My answer. . . well, it wasn’t a perfectly good airplane.
I must have heard this question at least twenty times in the week leading up to my skydiving trip with the Campus Recreation Department. In fact, the plane ride up to 14,000 feet was probably the scariest part of the whole experience.
Miles Ledford, our campus recreation director, put together the trip for 25 or so UTC students and staff and on Sunday, April 6th, we headed to Rockmart, GA .We arrived at Sky Dive the Farm around 12:00 on Sunday and there wasn’t a patch of blue in the sky. This meant that we would have to wait for the clouds to clear before we could even think about going up in plane.
After waiting for two hours I started thinking that maybe God was trying to tell me something. Maybe the overcast skies were God’s way of telling me to not voluntarily jump out of a plane. The longer I waited, the more anxious I became.
However, when the skies cleared a bit and the sun started to peek out from behind the clouds, I was ready to go. My name was called announcing that I would be jumping tandem in the first plane to go up for the day.
My tandem instructor was Big Steve and he ran through the events that were about to occur, giving me detailed instructions as he tightened my harness and got me ready to go. Soon we were on a bus to the airport, and ten minutes later, I was on a plane.
Ten of us crammed into the small aircraft, each with our tandem instructors, and three seasoned jumpers joined us as well – 23 in all. The engines started and soon I was looking down at farms and clouds as we zoomed higher into the air. I watched the altimeter as we flew up – 6,000 feet, 8,000, 10,000, — at 14,000 feet they opened the door, sending the rushing wind into the cabin. The experienced divers jumped out nonchalantly with a smile on their face, waving and giving a thumbs-up to the nervous rookies.

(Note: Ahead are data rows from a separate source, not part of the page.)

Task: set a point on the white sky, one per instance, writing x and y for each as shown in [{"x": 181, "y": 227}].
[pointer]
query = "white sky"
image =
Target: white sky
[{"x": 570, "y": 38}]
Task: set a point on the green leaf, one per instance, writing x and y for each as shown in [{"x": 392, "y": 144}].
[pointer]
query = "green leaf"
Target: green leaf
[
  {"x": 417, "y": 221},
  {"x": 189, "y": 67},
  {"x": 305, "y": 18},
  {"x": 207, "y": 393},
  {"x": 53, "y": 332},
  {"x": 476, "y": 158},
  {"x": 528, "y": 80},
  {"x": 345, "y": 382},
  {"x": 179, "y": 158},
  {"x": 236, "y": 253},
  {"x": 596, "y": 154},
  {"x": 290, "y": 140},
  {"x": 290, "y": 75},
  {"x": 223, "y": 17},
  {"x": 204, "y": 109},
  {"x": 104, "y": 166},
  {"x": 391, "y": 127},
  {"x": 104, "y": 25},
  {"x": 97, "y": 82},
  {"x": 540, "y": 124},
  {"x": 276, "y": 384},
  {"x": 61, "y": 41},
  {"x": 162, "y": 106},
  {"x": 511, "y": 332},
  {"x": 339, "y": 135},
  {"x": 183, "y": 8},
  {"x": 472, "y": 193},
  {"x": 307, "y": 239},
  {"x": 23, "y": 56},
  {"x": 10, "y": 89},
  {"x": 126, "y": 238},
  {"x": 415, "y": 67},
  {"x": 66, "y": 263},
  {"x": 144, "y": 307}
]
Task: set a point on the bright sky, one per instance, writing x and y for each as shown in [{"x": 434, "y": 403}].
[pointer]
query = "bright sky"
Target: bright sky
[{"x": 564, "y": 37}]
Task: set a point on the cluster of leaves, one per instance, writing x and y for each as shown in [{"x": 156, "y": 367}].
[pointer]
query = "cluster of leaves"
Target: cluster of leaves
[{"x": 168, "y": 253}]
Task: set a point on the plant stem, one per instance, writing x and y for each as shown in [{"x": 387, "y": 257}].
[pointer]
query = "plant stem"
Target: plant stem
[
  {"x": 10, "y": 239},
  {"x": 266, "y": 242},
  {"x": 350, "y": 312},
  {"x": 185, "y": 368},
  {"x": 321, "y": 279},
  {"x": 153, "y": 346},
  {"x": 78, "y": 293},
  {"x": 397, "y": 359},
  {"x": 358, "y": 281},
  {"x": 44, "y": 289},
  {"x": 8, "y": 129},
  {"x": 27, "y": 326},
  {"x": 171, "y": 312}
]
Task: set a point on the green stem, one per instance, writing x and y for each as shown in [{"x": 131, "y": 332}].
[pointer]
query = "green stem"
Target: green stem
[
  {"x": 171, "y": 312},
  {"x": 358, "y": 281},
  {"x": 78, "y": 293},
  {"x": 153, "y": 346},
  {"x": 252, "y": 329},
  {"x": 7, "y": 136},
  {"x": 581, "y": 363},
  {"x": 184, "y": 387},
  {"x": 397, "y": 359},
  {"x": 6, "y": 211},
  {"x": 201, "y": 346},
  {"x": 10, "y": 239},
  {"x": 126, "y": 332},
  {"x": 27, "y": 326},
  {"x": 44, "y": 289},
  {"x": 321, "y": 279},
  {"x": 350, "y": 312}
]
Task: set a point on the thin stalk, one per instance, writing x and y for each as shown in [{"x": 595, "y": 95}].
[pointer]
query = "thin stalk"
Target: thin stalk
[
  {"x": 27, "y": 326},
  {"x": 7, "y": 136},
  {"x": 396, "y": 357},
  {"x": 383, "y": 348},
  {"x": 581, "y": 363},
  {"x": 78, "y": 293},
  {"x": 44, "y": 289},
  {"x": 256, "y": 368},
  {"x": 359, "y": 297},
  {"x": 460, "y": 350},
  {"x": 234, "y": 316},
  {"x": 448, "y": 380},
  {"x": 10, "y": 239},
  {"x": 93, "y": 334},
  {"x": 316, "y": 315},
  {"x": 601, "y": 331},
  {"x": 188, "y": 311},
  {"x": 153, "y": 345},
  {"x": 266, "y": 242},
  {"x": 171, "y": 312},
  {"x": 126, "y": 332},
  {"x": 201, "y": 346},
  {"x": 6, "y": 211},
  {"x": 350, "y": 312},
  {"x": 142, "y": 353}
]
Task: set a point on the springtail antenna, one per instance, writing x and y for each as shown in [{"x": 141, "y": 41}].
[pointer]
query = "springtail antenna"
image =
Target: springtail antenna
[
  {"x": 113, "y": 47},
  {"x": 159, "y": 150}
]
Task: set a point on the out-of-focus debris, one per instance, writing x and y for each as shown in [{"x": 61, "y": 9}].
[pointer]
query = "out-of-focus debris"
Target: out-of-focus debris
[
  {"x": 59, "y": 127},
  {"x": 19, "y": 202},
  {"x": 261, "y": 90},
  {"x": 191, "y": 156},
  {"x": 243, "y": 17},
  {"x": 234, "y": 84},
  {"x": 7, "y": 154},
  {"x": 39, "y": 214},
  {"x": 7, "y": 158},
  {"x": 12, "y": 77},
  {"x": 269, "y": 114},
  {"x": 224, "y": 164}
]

I watched my roommate go out of the plane door, strapped to her tandem instructor, and as she flipped through the air I caught a glimpse of her face – absolutely priceless. It was a look of shock, fright, and amazement; I wish I’d had my camera.
A few people jumped before me, and finally it was my turn. I looked down, leaning outside of the plane, as my tandem instructor got ready. I thought, “I can’t believe I’m doing this.” And before I knew, it I was looking up at the underside of the plane, and I was falling 120 mph through the air.
It was hard to breathe as the air rushed into my face. Big Steve said to scream if that happened in order to push the air out of the lungs and to begin breathing properly again. When I screamed the sound was lost into the air, only sounding like a small whistle in my head. We fell 8,000 feet in one minute before the parachute was released. Suddenly everything seemed silent compared to the noisy rush of air when we were free-falling. We floated in and out of clouds for the remaining 6,000 feet, and I even got to steer our parachute for a while. It was so calm in the sky, and I wished I could have stayed up longer. As we came in to land, I lifted my feet and we slid across the ground. My rear end became soaked from the muddy, wet ground.
The whole experience was great! I was ready to get back on the airplane and jump again. There is another trip planned for October, and you can bet that I’ll be going.